Ojciec chłopczyka, który na drugie imię będzie miał teraz Yoda, pochwalił się na swoim Facebooku zwycięską walką z urzędnikami. Urząd stanu cywilnego w Warszawie poprosił Radę Języka Polskiego o zaopiniowanie imienia Yoda po tym, jak rodzice we wrześniu złożyli w tej sprawie podanie. To właśnie ta instytucja, zgodnie z ustawą o języku polskim, ma za zadanie opiniować i doradzać w zakresie używania języka polskiego (m.in. wydając opinie o różnych formach językowych, w szczególności o nazwach własnych, w tym imionach). Nie ma ona jednak mocy prawnej odrzucenia wybranego przez rodziców imienia.
Jak wspominał: - Po drodze było decydujące starcie z opinią Rady Języka Polskiego – iż Yoda to m.in. istota o zielonej skórze i mierząca ok. 130 cm. Odparowałem w urzędowym piśmie, iż uwaga ta nosi znamiona dyskryminacji ze względu na kolor skóry, a Władysław Łokietek wg różnych źródeł mierzył 130-140 cm.

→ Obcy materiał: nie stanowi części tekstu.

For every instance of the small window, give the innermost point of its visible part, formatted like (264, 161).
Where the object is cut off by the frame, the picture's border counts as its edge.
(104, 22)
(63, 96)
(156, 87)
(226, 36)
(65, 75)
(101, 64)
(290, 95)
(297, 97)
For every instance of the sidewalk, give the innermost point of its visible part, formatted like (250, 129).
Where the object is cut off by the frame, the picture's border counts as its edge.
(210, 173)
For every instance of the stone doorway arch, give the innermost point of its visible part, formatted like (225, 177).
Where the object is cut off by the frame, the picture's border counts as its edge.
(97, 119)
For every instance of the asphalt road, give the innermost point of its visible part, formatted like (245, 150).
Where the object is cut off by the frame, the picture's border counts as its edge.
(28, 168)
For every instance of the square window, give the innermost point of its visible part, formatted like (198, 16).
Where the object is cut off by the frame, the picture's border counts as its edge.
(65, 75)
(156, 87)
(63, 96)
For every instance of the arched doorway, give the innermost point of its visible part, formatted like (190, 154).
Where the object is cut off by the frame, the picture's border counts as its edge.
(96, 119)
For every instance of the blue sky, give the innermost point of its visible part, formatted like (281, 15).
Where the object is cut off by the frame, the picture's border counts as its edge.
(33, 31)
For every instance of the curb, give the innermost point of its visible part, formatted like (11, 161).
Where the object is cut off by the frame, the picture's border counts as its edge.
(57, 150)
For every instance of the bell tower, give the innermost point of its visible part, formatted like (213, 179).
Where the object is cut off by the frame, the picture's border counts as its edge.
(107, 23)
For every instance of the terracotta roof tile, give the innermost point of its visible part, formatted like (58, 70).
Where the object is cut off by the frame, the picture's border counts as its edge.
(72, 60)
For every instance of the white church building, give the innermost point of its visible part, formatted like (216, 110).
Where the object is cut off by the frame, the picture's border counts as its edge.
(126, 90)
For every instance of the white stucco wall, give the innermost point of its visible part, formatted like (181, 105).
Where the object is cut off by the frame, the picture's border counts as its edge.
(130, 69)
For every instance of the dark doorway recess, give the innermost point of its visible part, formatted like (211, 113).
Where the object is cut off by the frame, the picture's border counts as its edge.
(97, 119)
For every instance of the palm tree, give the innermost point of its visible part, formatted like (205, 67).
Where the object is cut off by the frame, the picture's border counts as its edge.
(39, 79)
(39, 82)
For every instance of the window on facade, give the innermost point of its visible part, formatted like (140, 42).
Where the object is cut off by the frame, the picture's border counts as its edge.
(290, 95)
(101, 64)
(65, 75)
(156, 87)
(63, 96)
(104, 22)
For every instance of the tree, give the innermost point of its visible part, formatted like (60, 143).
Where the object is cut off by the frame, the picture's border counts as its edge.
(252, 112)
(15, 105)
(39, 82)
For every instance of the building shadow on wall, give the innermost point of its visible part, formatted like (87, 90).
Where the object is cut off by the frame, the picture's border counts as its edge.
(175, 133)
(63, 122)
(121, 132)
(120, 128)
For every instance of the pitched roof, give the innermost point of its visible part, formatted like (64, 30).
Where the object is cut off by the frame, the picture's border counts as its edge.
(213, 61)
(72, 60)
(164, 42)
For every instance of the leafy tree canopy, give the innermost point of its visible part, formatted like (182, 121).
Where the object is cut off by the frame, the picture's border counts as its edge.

Ostatecznie warszawscy urzędnicy zdecydowali się przychylić do prośby rodziców, pomimo wątpliwości wyrażanych przez RJP. Jak wyjaśniła portalowi polsatnews.pl Barbara Romocka-Tyfel, zastępca dyrektora Urzędu Stanu Cywilnego m.st. Warszawy: - Prawo o aktach stanu cywilnego nie zakazuje nadawania w Polsce imion obcych. Gdyby chodziło o pierwsze imię, moja opinia byłaby prawdopodobnie negatywna, ale ze względu na to, że jest to drugie imię, a pierwsze nie pozostawiało wątpliwości co do płci dziecka, a także rodzice dziecka odpowiednio uargumentowali ten wybór – moja opinia była pozytywna.